Research indicates that both the Lachman and the torsional range of motion test should be performed to confirm an ACL tear due to the high sensitivity of the Lachman and the high specificity of the rotational range of motion test. In addition, a positive pivot shift test is the best to rule out an ACL tear, while a negative Lachman test is the best to rule out an ACL tear.
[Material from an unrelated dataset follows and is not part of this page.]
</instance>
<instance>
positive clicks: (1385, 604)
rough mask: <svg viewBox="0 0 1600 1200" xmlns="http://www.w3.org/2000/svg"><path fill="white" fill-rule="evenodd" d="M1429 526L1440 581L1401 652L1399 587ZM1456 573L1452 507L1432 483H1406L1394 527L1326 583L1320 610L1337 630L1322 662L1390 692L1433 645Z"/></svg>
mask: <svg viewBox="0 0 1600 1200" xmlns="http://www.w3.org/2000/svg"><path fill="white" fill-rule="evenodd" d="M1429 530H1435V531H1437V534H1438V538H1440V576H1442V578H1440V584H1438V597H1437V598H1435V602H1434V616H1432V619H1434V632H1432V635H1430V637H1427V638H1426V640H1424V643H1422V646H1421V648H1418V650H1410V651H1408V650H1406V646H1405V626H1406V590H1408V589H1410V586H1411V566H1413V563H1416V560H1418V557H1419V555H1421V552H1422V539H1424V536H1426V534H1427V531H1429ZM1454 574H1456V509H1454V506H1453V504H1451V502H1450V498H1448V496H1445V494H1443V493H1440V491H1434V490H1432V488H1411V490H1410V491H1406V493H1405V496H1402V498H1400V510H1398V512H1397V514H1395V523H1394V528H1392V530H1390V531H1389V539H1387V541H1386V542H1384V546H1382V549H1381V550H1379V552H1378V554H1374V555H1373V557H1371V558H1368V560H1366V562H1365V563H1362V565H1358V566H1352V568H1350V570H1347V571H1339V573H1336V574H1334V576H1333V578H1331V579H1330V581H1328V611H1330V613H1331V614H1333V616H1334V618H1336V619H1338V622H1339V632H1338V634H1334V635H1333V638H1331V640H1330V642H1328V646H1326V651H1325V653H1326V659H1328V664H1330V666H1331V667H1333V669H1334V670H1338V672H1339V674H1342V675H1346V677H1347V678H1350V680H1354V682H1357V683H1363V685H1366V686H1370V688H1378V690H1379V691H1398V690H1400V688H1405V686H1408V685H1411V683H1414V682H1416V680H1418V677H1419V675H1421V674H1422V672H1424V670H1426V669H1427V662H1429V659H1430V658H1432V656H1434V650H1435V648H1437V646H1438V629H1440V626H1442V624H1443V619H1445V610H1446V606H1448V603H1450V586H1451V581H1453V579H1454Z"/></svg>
Several factors can affect the accuracy of the Lachman test. If hemarthrosis is present, the increased volume of the joint can cause pain during movement with extensive guarding and spasms of the femoral muscle group. This can limit the range of motion of the knee and reduce the accuracy of the Lachman test results. A retrospective study showed that in patients with suspected hemarthrosis, the sensitivity of the Lachman test can be improved by aspiration of the knee joint before the examination, which may limit the accuracy of the examination.

In addition, false positive Lachman tests may be associated with an isolated posterior cruciate ligament injury and should be interpreted with caution in patients with a suspected PCL injury diagnosed with either a positive posterior compartment sign or a positive posterior depression sign. In diagnosis, an orthopedic device called the KT-1000 knee ligament arthrometer can be used to objectively measure the anterior-posterior translation of the tibia. The device is more widely used in clinical trials evaluating ACL injuries and less often in clinical practice to diagnose ACL because physical examination is usually reliable.

Improving outcomes for health teams

The Lachman test is widely regarded as the most useful test in the diagnosis of acute ACL injury and should be used in conjunction with the pivot shift test and the anterior drawer test to assess ACL integrity. Rapid evaluation and diagnosis of ACL injuries by a professional healthcare team is essential to expedite further treatment and rehabilitation.

The team includes primary care and paramedics, sports medicine doctors, orthopedists, and nurses. It is important to evaluate and consider other knee structures that are commonly injured with an ACL injury, as isolated ACL tears occur in less than 10% of acute knee injuries. The doctor should also examine and test medial and lateral ligaments, posterior cruciate ligaments, and meniscal injuries along with the Lachman test for a suspected ACL. Correct placement, technique, and interpretation of the Lachman test are essential for the correct diagnosis of an ACL injury.

If an ACL injury is detected, the patient is usually referred to an orthopedic surgeon. Orthopedic nurses help coordinate care, educate the patient and family, and communicate the orthopedic condition.


What is a positive Lachman test?

The test is considered positive if the anterior translation of the proximal tibia is greater than the unaffected side and there is no fixed endpoint.

What is the technique for the Lachman test?

The Lachman test is performed in a relaxed supine position, with the examiner flexing the knee approximately 15 degrees and with slight external rotation. Then, stabilizing the femur with one hand and placing the other hand behind the proximal tibia at the level of the joint line, the tibia is pulled forward.

When is the Lachman test positive?

When the tibia is pulled forward, an intact ACL should prevent the tibia from moving forward into the femur (“fixed end feel”). Anterior tibial translation with a soft or sticky end feel indicates a positive test.

What is the difference between positive and negative Lachman tests?

A positive Lachman test or pivot test is a strong sign of an existing anterior cruciate ligament (ACL) tear, and a negative Lachman test is pretty good evidence against this injury.

What is the position of the Lachman test?

The clinical gold standard for detecting this injury is the Lachman test, which is performed with the patient supine and the knee flexed 20-30 degrees.